I believe we should have started this program 20 years ago ... however, our current design is a failure, we have to admit we made terrible mistakes and start literally from scratch on our basic design ... I had to look up LFTR and absolutely we need to abandon water as the primary coolant ... molten salt doesn't vaporize and blow up the reaction vessel ... and important safety feature ... if we can get thorium to work, and it looks like we can, we have the added safety feature of producing our fissionable material "on demand" ...
Okay, I've taken you off ignore (and only you so far) because I respect your brain. Well said.

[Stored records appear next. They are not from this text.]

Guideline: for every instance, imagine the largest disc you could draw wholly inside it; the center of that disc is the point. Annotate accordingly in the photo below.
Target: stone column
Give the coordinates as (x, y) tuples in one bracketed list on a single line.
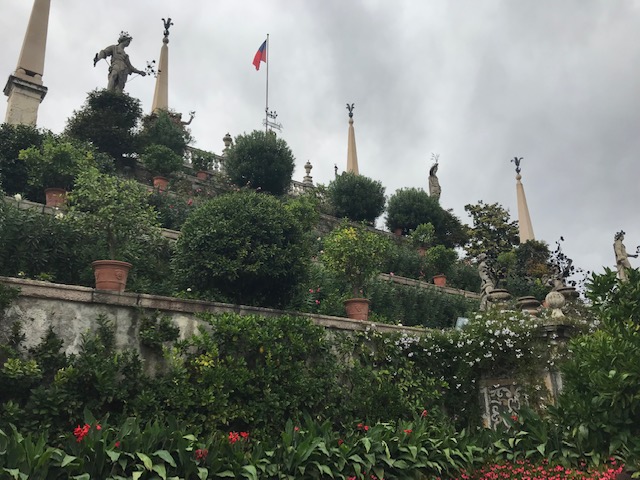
[(24, 88)]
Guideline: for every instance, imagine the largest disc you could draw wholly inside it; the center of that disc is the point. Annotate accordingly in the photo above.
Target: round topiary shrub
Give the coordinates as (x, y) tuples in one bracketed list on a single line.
[(356, 197), (260, 161), (242, 247)]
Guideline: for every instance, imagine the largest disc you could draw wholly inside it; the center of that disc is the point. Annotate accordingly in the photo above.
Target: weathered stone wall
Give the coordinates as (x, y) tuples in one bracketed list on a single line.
[(72, 310)]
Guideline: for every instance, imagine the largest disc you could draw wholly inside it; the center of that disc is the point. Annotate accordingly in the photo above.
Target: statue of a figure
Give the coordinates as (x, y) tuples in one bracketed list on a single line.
[(556, 277), (486, 277), (434, 184), (120, 67), (622, 257)]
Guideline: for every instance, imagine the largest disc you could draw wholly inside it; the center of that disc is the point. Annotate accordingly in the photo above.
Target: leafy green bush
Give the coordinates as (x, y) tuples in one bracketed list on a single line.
[(172, 209), (161, 129), (354, 253), (260, 161), (161, 160), (600, 403), (356, 197), (13, 172), (56, 163), (108, 120), (242, 247), (410, 207), (34, 245), (416, 306), (113, 209)]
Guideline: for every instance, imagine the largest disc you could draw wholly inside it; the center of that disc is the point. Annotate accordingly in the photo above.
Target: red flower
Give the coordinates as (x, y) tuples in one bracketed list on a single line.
[(201, 454)]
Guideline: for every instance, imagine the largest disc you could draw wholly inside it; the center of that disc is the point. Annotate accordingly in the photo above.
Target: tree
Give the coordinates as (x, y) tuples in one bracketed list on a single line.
[(109, 121), (410, 207), (163, 129), (13, 171), (260, 161), (493, 232), (242, 247), (356, 197)]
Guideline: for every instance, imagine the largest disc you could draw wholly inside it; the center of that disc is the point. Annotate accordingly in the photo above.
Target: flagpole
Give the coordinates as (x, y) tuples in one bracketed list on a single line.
[(266, 108)]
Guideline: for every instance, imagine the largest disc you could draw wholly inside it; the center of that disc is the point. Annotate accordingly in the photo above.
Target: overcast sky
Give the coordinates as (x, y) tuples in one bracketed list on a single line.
[(477, 82)]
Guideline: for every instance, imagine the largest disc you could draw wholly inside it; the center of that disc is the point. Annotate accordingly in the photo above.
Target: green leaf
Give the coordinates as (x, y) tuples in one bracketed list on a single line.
[(166, 456), (161, 470), (67, 460), (250, 473), (148, 464)]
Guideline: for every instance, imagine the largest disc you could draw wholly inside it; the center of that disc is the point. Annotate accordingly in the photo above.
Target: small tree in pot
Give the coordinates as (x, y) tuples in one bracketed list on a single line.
[(117, 210), (355, 253)]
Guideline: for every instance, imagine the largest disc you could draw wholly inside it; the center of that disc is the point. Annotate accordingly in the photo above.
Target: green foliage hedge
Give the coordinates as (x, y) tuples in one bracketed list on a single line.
[(260, 161), (242, 247), (356, 197)]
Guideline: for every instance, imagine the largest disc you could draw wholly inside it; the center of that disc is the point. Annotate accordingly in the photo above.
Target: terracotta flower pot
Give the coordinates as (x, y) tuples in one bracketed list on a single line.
[(111, 274), (161, 183), (440, 280), (357, 308), (55, 197)]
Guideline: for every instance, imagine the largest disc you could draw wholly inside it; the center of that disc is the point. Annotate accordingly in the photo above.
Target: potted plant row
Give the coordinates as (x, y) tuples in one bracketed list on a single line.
[(356, 254)]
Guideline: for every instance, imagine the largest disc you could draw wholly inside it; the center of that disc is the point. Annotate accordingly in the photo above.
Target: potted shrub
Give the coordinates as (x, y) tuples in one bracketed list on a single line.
[(201, 162), (423, 237), (161, 161), (117, 211), (440, 259), (355, 253), (54, 166)]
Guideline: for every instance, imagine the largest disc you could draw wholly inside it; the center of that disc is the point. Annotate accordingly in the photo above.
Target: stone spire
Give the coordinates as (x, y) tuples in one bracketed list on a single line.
[(161, 94), (524, 220), (24, 88), (352, 154)]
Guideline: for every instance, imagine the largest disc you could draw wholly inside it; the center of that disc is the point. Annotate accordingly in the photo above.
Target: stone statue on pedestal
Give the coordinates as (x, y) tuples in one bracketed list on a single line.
[(622, 257), (120, 67), (486, 277)]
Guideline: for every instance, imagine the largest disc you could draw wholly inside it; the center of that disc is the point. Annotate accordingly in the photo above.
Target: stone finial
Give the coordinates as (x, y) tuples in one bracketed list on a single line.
[(167, 24), (622, 257), (308, 180), (555, 301), (352, 154), (228, 141), (24, 88)]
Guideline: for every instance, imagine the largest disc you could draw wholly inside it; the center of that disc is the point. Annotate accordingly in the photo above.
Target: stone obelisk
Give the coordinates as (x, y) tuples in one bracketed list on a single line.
[(352, 154), (524, 220), (24, 88), (161, 93)]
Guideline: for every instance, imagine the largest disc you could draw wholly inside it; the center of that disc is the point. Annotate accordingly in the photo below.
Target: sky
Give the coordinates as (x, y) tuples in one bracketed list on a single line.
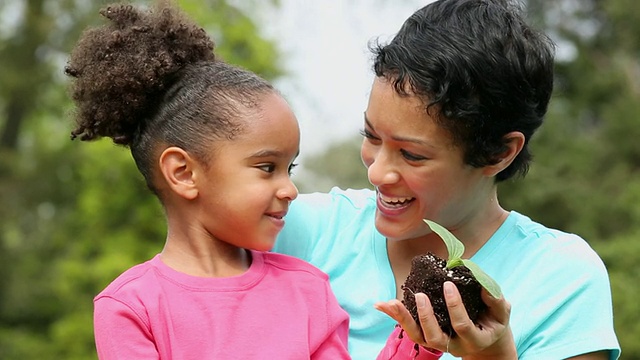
[(324, 51)]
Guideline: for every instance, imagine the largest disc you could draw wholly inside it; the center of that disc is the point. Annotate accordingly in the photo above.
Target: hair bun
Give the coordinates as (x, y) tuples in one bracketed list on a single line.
[(122, 69)]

and I'm guessing here that if we can incorporate this into a "breeder" design, we mostly eliminate the waste product issues ...
No. Breeders are bullshit for bomb making. We don't want to go there. We don't need to produce more plutonium. Get rid of what we have already? Great!
 
No. Breeders are bullshit for bomb making. We don't want to go there. We don't need to produce more plutonium. Get rid of what we have already? Great!

I'm speaking of commercial breeder reactors ... where the fissionable by-products are themselves fissioned ... more energy, less hazardous waste ... just more expensive to build ...
 
One downside of gas is that it is a finite resource.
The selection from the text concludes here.